Closing both gaps means answering two questions well — what does this learner currently know? (so you can serve the right difficulty) and what would they actually want next? (so the path stays relevant) — for new learners with little history (cold-start), live, at scale.
02. The AI digital textbook (math)
For a new math digital textbook, the goal was adaptive practice — the right problems for each student. The obvious tool, our team's deep knowledge-tracing model, needs a lot of per-student solving history that a brand-new product simply doesn't have yet. So I designed a rule-based system that works from day one and quietly accumulates the data to make ML possible later.
-
A knowledge state with no cold start
Every sub-unit has a few common problems (3–5) every student solves, so there's never zero history. From correctness and item difficulty, the system estimates per-concept mastery.
-
Adaptive problem sets
Based on that state, it assigns a tailored number and difficulty of problems, advancing through sub-unit review → unit → final assessment. Do well and it serves more, harder items; struggle and it serves more concept-reinforcing, easier ones — and a missed foundational item triggers a problem from the prerequisite concept in the knowledge map.
-
Signals beyond right and wrong
Mastery rises and falls differently depending on item difficulty, and solving time counts too — rushing or guessing too fast is penalized rather than rewarded.
-
Built for teachers, in Java
The deployment solution was Java-only: SQL pulls difficulty-appropriate items, Java assembles each problem set and caps repeats so the same problem doesn't keep reappearing. Teachers can also enter parameters (target difficulty, class size) to auto-generate a workbook from the problem bank.

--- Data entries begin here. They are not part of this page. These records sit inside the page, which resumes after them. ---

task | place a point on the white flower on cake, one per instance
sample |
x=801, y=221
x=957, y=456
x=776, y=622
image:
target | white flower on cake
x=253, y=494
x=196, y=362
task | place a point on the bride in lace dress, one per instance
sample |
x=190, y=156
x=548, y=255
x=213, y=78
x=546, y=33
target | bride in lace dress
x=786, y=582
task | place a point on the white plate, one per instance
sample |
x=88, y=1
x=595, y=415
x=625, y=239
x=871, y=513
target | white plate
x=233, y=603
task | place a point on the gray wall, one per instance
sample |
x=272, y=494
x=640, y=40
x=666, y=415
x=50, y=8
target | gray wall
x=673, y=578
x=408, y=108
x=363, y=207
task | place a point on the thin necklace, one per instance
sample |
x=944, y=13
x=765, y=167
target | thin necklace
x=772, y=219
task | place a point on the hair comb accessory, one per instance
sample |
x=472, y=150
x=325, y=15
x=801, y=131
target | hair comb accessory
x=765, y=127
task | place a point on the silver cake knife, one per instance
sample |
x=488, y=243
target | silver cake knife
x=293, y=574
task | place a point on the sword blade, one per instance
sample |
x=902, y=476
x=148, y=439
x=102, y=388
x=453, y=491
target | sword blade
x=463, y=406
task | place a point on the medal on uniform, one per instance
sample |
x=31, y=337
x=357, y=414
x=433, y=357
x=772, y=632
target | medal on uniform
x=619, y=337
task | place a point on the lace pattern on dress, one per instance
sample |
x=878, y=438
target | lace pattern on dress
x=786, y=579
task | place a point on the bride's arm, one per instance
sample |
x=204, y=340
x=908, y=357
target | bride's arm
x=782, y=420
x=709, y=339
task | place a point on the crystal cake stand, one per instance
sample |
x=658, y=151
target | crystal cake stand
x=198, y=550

Why rules, not a model? In education, teachers can't blindly trust a black-box estimate for high-stakes assessments — it has to be understandable and respect curriculum order. Rules earned that trust early, and I tuned them with field teachers, by grade level. Just as important, I designed the database to double as an ML foundation — logging problems served, correctness, difficulty, and achievement — so the product ships as rules today while accumulating the labeled history to move to ML (a Deep Knowledge Tracing–based diagnosis model I also researched) tomorrow. Delivered via RESTful APIs on the internal platform.
03. The learning platform at scale
On a corporate learning platform serving millions, the question flips from "what should this student practice next" to "which of thousands of courses would this learner actually want" — running live, across many tenants.
-
A two-layer recommender
An LSTM over each learner's course and content history plus profile to predict what they'll engage with, and a BERT model matching their interests and role to course titles. Added cold-start handling (skipping learners and tenants with too little history) and filtering to drop mandatory and duplicate courses.
-
Production & MLOps
Shipped it through Airflow — re-inferring daily on fresh activity and retraining weekly on the full history — with pre/post-processing to keep recommendations valid across a multi-tenant platform, served via RESTful APIs.
Data
Sequential interaction history + user profiles
Model
LSTM history + BERT profile · knowledge tracing
Pipeline
Airflow: weekly retrain + daily inference
Serving
REST API to millions of learners
04. Results
+5%
course enrollment (CVR)
+25%
content completion rate
0.88
knowledge-tracing AUC (PoC)
- CVR and completion gains were measured over a 3-month post-launch monitoring period on a platform serving millions of learners.
- For the knowledge-tracing PoC, I also surfaced the model's explainability limits and proposed directions to make it interpretable enough for real deployment.
05. Beyond the platform
I shaped the AI approach for a national workforce-reskilling initiative — applying the same ideas (knowledge tracing, recommendation, and personalized coaching) to help people retrain for software roles as digital skills shift. Same conviction underneath: learning should meet people where they are.